The excitement was almost enough to kill Israel’s 90-year-old president.
Right after Tel Aviv’s top basketball team won Europe’s championship crown in Milan in a nail-biting 96–86 victory that went into overtime, President Shimon Peres told the team’s coach by phone, “I watched the whole game and nearly had a heart attack.”
“You are heroes and have brought incredible pride to the State of Israel,” Peres told the Maccabi Electra Tel Aviv team, lauding their May 18 Euroleague victory.
The team’s return to Israel the day after its win appeared to more than vindicate Peres’s assessment that something extraordinary had happened. Thousands of fans, many of them dressed in Maccabi’s shade of yellow, gathered in Rabin Square for an open-air party where the players were cheered on, and everyone sang along to “We Are the Champions.”
It was the same day that the speaker of the Knesset set the date for the presidential election.
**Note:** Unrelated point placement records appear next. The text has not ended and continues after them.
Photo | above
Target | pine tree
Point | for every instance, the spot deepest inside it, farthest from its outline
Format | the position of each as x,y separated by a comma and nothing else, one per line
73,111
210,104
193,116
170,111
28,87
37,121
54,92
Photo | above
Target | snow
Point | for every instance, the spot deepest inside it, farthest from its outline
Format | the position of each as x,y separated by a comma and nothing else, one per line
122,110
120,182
But it was difficult to find reference to this long-awaited announcement, as images of the victory and the celebrations dominated television stations and print media. Prime Minister Benjamin Netanyahu put other duties on hold to host the team. He told the coach and players: “You brought great honor to Israel. I tell you that it was uplifting for all Israelis. You set an example.”
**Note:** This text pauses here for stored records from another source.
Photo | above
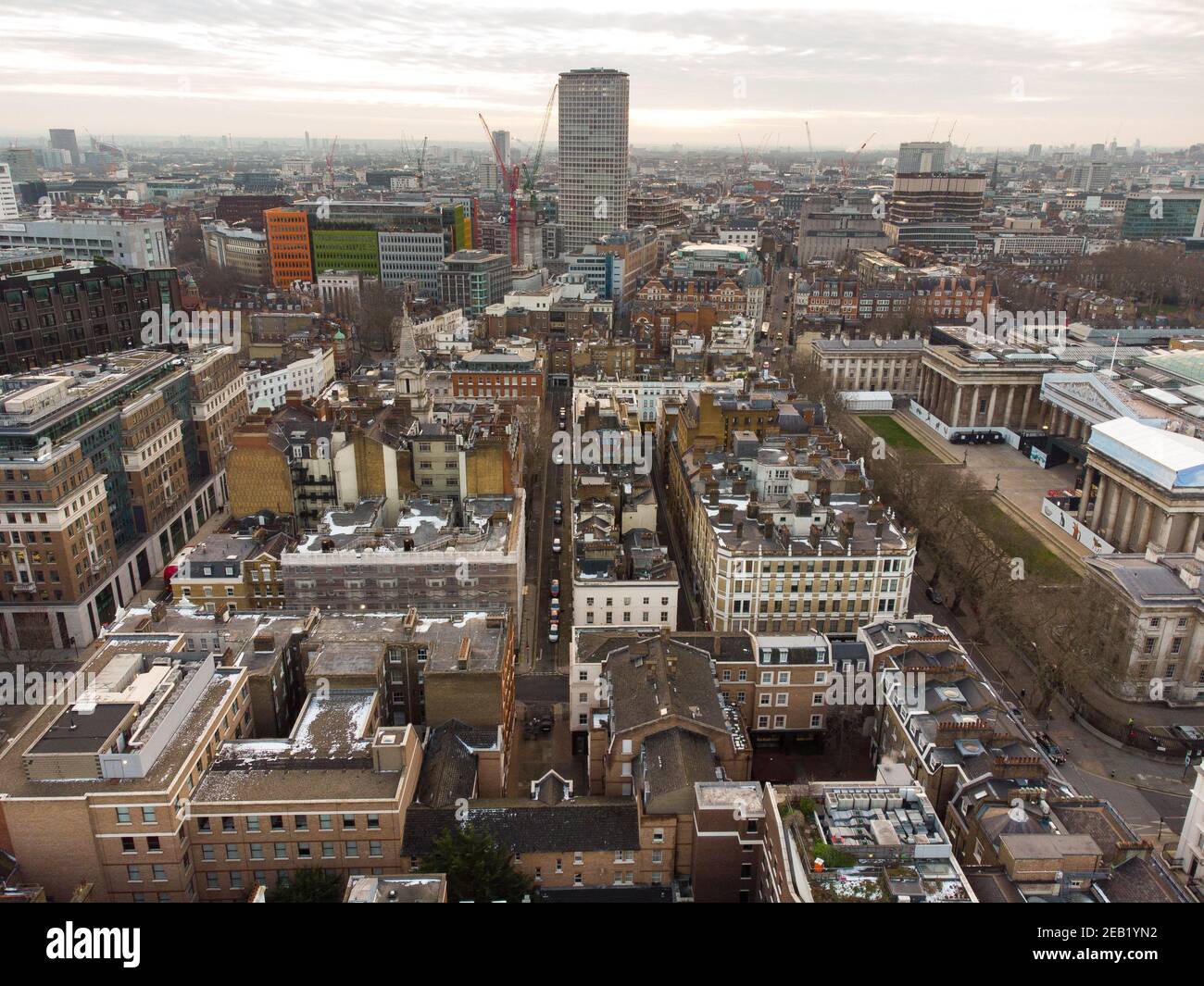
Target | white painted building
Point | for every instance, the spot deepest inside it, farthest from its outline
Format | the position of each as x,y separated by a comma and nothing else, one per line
646,396
1191,842
125,243
7,193
309,376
For many Israelis, their country’s prominence in the international arena for a reason completely unrelated to diplomatic matters was a welcome change. The recognition of a positive, apolitical national accomplishment was music to their ears.
In an interview with the Forward, the star of the game, David Blu, who scored 14 points and grabbed four rebounds, emphasized the point evident everywhere in the air: This was no mere team victory, nor was it even just a sports victory. “We didn’t just represent an organization or a city, we represented a *people*,” he said, “the Israeli people.”
In the thrill of the brief moment, few dwelled on the fact that the 12-member team consisted of seven non-Jewish foreigners and only five Israeli citizens, including three *olim*, or immigrants. Soon enough, some said that the country was getting carried away over a victory that shouldn’t, in actual fact, invoke national pride. Their critique was bound up with the broader questions of national identity that Israelis face.
Amal Jamal, author of “The Arab Public Sphere in Israel: Media Space and Cultural Resistance,” said that the victory was an “irrelevance” to most Israeli-Arabs, who constitute 20% of the population. They prefer soccer to basketball and view Maccabi Tel Aviv as a Jewish team, Jamal said.
But post-game reflection was not limited to the Arab sector on the question of just what nation was basking in the aura of national pride.